The track wandered on between the fields. Michael found a contentment he hadn’t known for years, and as though to confirm him in it, the sun found a gap in the clouds and spilled through, marbling the ground with the shadows of the bare branches. After another half a mile or so they came to a narrow, tarmacked road, but even that wasn’t the end of the path. On the opposite side it ran on again and, as though the pony was as curious about it as her rider, she looked neither right nor left along the road but crossed straight over.
More hedges, more gates, more twists and turns. The sun went in again and a few drops of rain splashed off Michael’s oilskin. It didn’t matter. He had learned not to care about rain. His parents rarely took account of the weather. Like traffic, it was one of the irritations of the business, not to be allowed to interfere with routine.
‘If God had intended us to stay out of the rain, why did He make us waterproof?’

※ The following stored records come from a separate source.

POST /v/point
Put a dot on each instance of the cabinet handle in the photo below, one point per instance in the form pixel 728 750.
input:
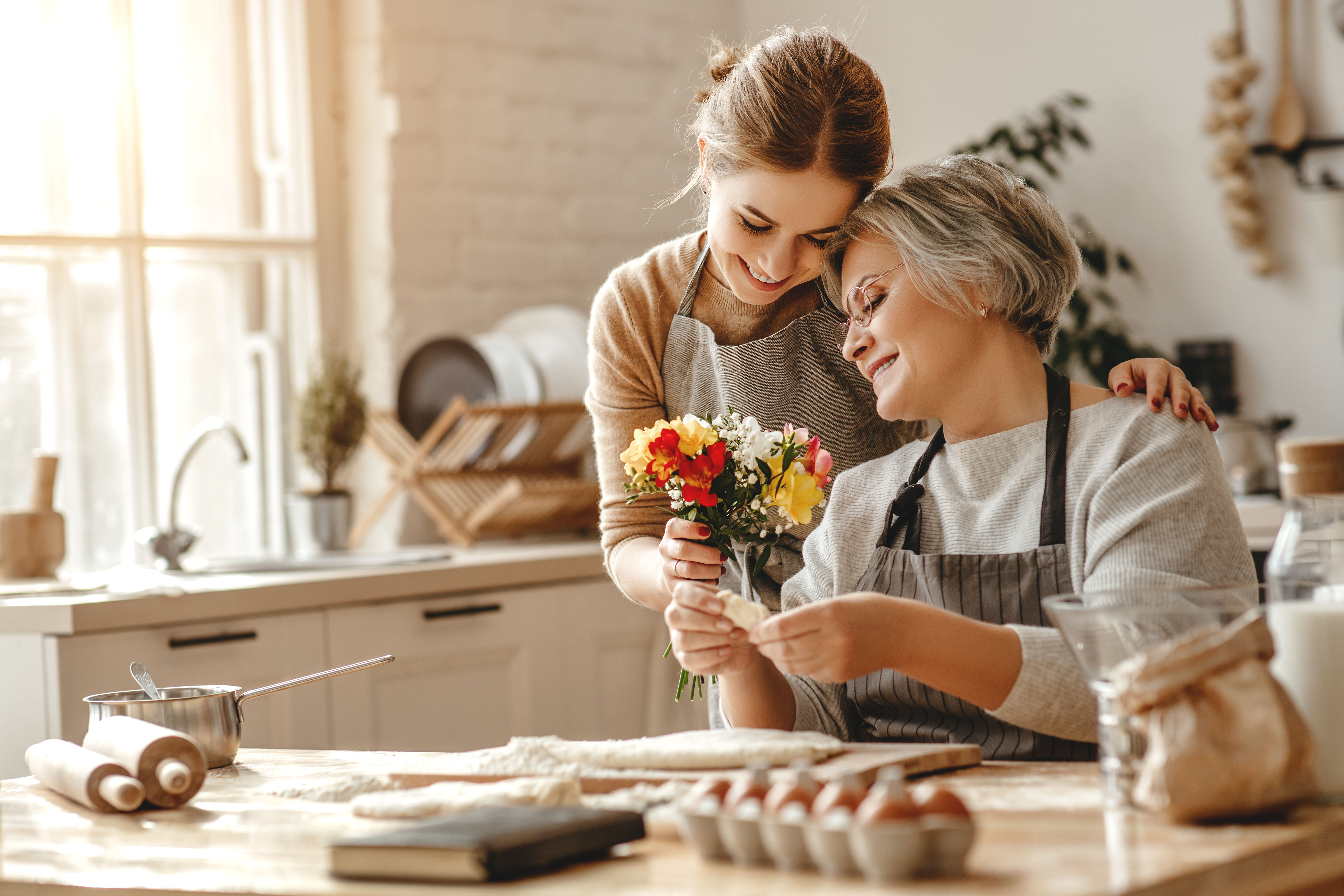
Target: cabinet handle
pixel 463 612
pixel 213 639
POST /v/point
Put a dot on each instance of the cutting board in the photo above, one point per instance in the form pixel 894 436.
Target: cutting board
pixel 865 761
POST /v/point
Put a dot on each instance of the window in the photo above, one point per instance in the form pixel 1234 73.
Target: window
pixel 156 262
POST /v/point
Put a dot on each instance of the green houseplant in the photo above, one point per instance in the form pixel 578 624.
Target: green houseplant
pixel 330 424
pixel 1092 334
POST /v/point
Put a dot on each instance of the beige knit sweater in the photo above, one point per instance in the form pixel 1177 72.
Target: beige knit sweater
pixel 628 332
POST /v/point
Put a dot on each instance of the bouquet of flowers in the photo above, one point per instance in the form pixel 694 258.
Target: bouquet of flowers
pixel 728 473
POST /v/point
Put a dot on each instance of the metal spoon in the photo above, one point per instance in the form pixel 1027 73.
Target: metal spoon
pixel 142 675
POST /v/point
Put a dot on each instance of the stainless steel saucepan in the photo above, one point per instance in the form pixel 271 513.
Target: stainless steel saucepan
pixel 210 714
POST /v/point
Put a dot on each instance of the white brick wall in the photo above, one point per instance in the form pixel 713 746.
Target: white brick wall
pixel 534 139
pixel 503 154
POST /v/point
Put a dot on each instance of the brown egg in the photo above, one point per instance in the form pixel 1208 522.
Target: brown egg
pixel 936 801
pixel 799 788
pixel 707 786
pixel 888 801
pixel 752 785
pixel 846 792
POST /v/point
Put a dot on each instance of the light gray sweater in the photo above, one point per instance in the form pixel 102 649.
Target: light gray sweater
pixel 1146 506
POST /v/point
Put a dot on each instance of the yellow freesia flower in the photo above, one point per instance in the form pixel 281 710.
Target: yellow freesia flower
pixel 638 456
pixel 797 493
pixel 695 434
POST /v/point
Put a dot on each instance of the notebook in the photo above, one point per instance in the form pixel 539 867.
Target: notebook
pixel 487 844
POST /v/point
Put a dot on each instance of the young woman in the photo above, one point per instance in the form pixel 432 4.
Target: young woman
pixel 955 281
pixel 792 133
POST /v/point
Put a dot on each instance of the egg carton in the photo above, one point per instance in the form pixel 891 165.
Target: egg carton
pixel 933 846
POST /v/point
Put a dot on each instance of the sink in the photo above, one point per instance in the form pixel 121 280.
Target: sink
pixel 331 561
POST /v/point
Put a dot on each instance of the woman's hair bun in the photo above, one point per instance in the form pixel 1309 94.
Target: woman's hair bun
pixel 724 60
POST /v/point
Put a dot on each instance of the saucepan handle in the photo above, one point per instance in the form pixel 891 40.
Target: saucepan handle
pixel 295 683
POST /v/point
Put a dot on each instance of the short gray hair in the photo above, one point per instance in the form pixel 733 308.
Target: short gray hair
pixel 971 233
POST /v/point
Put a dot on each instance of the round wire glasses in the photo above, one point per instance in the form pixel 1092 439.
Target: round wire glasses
pixel 862 299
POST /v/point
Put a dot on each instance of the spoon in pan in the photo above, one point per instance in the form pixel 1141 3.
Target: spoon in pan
pixel 142 676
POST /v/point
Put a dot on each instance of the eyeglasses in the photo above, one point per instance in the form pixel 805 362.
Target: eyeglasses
pixel 862 299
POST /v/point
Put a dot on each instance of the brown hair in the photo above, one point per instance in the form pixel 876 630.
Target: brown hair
pixel 970 233
pixel 794 101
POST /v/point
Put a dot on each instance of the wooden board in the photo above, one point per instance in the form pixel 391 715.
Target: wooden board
pixel 863 760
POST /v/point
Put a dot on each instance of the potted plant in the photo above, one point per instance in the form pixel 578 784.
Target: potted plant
pixel 330 426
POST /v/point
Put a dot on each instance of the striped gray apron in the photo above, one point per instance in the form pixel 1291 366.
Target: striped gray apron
pixel 794 377
pixel 992 588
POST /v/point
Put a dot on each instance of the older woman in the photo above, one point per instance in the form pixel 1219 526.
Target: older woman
pixel 917 616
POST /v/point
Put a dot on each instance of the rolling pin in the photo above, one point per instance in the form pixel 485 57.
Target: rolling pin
pixel 169 764
pixel 33 542
pixel 84 776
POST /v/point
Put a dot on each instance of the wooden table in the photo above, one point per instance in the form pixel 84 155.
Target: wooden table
pixel 1042 832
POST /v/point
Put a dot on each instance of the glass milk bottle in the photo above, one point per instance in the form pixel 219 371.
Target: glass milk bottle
pixel 1306 578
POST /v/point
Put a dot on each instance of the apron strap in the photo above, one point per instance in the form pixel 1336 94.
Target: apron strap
pixel 905 508
pixel 689 295
pixel 1057 445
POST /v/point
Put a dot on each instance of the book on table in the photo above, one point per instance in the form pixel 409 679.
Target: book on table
pixel 487 844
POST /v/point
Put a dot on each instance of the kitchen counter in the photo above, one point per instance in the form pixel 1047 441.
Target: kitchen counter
pixel 1042 832
pixel 183 598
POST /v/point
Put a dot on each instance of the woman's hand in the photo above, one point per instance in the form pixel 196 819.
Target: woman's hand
pixel 834 640
pixel 683 559
pixel 1158 377
pixel 703 640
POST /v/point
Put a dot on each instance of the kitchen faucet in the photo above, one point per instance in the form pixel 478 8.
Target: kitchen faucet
pixel 171 543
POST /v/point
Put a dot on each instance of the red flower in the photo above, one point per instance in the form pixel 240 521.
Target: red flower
pixel 666 456
pixel 818 463
pixel 698 475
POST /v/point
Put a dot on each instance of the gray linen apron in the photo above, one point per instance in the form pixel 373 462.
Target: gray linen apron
pixel 794 377
pixel 992 588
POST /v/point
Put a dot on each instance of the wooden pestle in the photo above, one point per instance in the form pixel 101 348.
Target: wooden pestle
pixel 169 764
pixel 84 776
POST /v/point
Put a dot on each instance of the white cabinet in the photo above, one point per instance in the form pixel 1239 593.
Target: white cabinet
pixel 472 671
pixel 247 652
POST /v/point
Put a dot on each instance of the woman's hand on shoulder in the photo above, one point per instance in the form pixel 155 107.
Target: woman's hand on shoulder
pixel 685 559
pixel 703 640
pixel 1158 378
pixel 833 640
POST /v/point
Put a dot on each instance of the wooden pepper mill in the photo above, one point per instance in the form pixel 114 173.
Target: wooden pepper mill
pixel 84 776
pixel 33 542
pixel 169 764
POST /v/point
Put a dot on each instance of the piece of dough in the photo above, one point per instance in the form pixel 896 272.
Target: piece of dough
pixel 743 612
pixel 455 797
pixel 718 749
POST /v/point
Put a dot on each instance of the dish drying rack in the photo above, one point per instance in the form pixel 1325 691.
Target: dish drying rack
pixel 487 471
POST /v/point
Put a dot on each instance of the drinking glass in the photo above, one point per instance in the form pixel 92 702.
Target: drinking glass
pixel 1107 628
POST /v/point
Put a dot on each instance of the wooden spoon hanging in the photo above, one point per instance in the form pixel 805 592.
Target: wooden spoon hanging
pixel 1288 119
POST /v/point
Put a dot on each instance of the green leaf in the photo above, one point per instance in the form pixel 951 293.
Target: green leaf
pixel 761 561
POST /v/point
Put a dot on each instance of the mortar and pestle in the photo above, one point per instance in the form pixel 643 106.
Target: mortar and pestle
pixel 33 542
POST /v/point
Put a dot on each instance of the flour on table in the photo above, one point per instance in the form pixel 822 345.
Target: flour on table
pixel 454 797
pixel 744 613
pixel 718 749
pixel 642 797
pixel 341 790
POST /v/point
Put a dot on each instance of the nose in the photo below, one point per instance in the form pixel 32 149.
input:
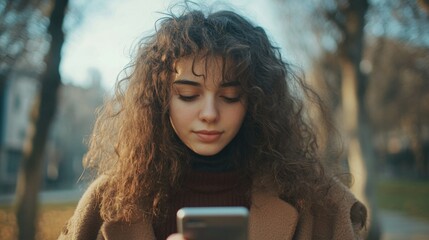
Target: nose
pixel 209 111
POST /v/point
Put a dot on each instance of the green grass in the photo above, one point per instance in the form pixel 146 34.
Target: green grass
pixel 51 220
pixel 406 196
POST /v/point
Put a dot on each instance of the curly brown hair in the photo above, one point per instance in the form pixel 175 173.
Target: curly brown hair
pixel 135 147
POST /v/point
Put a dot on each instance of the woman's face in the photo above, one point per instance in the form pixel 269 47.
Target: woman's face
pixel 206 113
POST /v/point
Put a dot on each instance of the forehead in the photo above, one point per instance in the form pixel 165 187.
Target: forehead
pixel 200 66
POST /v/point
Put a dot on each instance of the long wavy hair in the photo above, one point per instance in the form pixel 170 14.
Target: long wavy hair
pixel 134 146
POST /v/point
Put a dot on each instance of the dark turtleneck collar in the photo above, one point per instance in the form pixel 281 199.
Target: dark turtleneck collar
pixel 221 162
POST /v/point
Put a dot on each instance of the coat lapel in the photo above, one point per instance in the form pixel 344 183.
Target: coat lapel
pixel 271 218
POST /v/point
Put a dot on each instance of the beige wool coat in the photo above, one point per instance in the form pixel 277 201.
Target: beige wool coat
pixel 270 218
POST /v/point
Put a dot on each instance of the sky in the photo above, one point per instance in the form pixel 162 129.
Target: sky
pixel 104 36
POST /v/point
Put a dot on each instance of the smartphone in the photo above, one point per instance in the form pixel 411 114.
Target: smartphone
pixel 213 223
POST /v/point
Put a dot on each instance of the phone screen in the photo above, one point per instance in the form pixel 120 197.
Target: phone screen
pixel 207 223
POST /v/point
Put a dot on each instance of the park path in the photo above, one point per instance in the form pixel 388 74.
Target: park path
pixel 396 226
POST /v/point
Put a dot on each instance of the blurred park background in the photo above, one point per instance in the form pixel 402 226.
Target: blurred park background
pixel 369 60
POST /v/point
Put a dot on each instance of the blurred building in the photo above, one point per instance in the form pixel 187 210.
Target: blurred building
pixel 65 147
pixel 18 98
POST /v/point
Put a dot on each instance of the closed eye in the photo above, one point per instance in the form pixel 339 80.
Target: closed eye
pixel 187 98
pixel 231 99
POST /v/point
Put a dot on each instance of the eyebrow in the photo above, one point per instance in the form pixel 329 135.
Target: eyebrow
pixel 197 84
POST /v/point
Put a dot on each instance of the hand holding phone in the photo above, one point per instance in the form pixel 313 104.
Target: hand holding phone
pixel 213 223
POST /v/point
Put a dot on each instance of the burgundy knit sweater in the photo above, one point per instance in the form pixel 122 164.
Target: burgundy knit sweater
pixel 202 189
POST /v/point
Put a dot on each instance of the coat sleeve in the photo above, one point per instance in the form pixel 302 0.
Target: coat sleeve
pixel 86 220
pixel 343 217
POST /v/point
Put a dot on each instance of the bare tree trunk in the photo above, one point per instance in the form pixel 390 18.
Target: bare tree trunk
pixel 361 156
pixel 30 173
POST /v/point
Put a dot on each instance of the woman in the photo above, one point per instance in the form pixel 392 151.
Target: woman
pixel 209 117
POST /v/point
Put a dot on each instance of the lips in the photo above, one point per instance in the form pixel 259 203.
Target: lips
pixel 208 136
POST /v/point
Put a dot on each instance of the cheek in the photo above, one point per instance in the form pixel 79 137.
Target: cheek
pixel 236 115
pixel 180 115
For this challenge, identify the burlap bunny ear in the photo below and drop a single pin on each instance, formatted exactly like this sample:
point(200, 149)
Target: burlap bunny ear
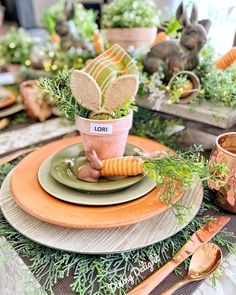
point(86, 90)
point(122, 88)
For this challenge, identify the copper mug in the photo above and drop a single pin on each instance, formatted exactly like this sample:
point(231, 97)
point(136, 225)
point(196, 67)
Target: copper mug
point(225, 152)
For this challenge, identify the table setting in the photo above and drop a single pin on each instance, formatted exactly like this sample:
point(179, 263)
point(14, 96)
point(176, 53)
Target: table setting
point(98, 195)
point(111, 213)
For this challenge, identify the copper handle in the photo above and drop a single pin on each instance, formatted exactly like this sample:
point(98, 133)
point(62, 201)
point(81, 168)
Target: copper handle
point(176, 286)
point(145, 287)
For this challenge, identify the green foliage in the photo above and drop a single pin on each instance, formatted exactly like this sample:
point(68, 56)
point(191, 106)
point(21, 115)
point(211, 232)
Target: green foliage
point(59, 88)
point(151, 84)
point(176, 172)
point(130, 14)
point(147, 123)
point(128, 106)
point(15, 46)
point(220, 88)
point(84, 20)
point(73, 58)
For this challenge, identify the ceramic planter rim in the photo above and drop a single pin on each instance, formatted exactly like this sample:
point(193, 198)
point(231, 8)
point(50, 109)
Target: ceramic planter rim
point(223, 149)
point(105, 121)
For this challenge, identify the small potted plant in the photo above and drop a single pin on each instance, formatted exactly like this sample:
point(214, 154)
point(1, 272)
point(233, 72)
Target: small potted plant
point(15, 49)
point(130, 22)
point(100, 99)
point(183, 87)
point(2, 10)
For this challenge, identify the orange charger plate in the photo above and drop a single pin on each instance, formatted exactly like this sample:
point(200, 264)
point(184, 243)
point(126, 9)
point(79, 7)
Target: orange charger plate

Michael had heard Frank say it far too often. Even thinking about it threatened to put him in a foul mood. He looked at his watch. He had already been out for more than an hour, and it would take him as long to get back. He must have covered three or four miles already.
He decided to give it another fifteen minutes, but it didn’t take that long. As they rounded a long, sweeping curve Michael saw the wet grey gleam of another metalled road, bordered on its far side by a stone wall. When they reached it, the mare hesitated, as though bewildered by the sudden return to the present day. She didn’t stop, though, but turned to her right and set out purposefully, her feet clacking on the tarmac.